The UN’s Global E-waste Monitor (GEM) 2024 has revealed that the amount of electronic waste produced is growing 5 times faster than it can be recycled. As well as posing risks to the environment, incorrectly disposing of e-waste means that precious materials are being wasted. With limited global resources and looming Net Zero deadlines, the current rate of e-waste production needs to be addressed before it’s too late.

Let’s explore these issues in more detail.

What is e-waste?

E-waste, or electronic waste, is classed as any discarded product with a plug or battery. Sometimes referred to as waste electrical and electronic equipment (WEEE), this includes items such as mobile phones, remote controls, televisions, gaming consoles and washing machines.

E-waste doesn’t include batteries themselves, as they have a different end-of-life process, or electrical items that are designed for and installed in a vehicle, as they aren’t stand-alone items and only function as part of the vehicle.

What are the negative effects of e-waste?

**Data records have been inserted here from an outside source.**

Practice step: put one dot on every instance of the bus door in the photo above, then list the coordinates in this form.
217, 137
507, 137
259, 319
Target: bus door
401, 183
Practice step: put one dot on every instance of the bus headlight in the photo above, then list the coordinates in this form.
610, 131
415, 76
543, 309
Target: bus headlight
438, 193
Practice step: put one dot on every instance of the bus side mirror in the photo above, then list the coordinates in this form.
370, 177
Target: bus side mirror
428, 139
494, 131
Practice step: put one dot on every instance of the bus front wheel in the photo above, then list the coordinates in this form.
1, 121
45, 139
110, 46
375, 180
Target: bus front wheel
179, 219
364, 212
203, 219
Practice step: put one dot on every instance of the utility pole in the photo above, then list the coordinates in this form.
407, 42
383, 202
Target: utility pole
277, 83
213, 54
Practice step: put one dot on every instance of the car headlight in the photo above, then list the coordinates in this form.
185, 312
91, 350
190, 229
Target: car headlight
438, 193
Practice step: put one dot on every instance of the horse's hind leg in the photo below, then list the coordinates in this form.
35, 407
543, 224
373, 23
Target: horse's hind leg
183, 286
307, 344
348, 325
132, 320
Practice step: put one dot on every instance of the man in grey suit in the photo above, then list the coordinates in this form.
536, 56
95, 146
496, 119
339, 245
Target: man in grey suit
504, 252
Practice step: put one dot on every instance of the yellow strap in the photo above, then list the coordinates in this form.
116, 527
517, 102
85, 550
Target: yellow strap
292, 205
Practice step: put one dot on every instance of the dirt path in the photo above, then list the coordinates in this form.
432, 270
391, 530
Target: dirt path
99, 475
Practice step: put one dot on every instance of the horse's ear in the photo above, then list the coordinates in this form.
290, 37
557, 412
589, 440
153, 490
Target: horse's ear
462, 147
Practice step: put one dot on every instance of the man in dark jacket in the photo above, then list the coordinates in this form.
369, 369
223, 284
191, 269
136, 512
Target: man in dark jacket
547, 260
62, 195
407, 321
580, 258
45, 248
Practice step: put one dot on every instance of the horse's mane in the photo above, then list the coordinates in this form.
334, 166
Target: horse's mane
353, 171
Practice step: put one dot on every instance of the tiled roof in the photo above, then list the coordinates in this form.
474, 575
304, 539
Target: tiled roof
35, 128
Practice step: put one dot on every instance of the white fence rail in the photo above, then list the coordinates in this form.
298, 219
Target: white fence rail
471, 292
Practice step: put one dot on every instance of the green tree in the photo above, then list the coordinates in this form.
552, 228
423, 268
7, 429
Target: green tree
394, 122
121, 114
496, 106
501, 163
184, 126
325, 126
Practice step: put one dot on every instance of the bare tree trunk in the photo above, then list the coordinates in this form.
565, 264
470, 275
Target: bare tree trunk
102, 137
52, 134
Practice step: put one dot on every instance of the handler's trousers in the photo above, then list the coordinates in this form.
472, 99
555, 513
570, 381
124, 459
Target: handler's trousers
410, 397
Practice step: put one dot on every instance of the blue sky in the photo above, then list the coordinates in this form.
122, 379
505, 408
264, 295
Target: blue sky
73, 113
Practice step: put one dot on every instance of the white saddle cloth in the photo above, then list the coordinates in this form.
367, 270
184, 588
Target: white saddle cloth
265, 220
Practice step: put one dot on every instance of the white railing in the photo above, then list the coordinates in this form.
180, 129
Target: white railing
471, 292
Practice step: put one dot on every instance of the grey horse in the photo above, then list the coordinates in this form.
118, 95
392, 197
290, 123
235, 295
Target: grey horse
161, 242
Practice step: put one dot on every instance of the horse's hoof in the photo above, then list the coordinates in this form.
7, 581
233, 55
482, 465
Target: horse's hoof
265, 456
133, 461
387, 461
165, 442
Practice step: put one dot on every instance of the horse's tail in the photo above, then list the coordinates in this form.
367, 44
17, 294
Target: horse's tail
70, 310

Electronic waste is a health and environmental hazard, with many items containing toxic or hazardous substances such as lead, cadmium, mercury and nickel. These substances can leach into the soil, causing various health problems including cancer, respiratory problems, birth defects and more.

E-waste also contains large amounts of precious materials such as steel, aluminium, copper, lithium and even gold. Mining and processing these materials creates pollution and harms wildlife, so it’s important to reclaim as much of it as possible to minimise the impact on our environment.

E-waste worldwide

The UN’s Global E-waste Monitor (GEM) 2024 shows that a record 62 million tonnes of e-waste was produced worldwide in 2022, an increase of 82% from 2010. Meanwhile, just 22.3% of this e-waste mass was documented as having been properly collected and recycled.

By 2030, the GEM also reports that e-waste production will rise to 82 million tonnes, while the difference in recycling efforts compared to the fast growth of worldwide e-waste generation will mean a drop in the collection and recycling rate to just 20%. All of this puts the world in a precarious position if countries can’t do more to increase the amount of e-waste that is reused or recycled.

E-waste in the UK

Material Focus, a not-for-profit company working to promote the reuse and recycling of electrical items, shared some enlightening statistics in their 2023 study of UK electrical waste. The study estimates that UK households are hoarding an average of 30 e-waste items – an increase of 50% within the last four years – and throwing away 103,000 tonnes of electricals instead of recycling them.

Despite these findings, the government has made little progress on tackling e-waste in the UK. In November 2020, the Environment Audit Committee (EAC) published a report on electronic waste, which included 27 recommendations to counteract electronic waste. While the government fully accepted one of these recommendations and part-accepted 22 others, the EAC wrote to the UK Government to share concerns that current measures don’t appear to implement any of them.

Disposing of e-waste responsibly

One of the biggest challenges of disposing of WEEE responsibly is that, while it’s common knowledge that these items aren’t supposed to be thrown away with general waste, people are unsure how to correctly dispose of them. This is a contributing factor to the increase in hoarding of waste electricals. Although this prevents them from being disposed of incorrectly, it also keeps valuable resources from being reused.

The Department for the Environment, Food and Rural Affairs (Defra) is taking action to move to a more circular economy in the UK, including proposals to make it easier to recycle and reuse unwanted electricals, and a ban on disposable vapes. Another key proposal would see producers of electrical goods being held responsible for their collection and treatment when they reach end-of-life.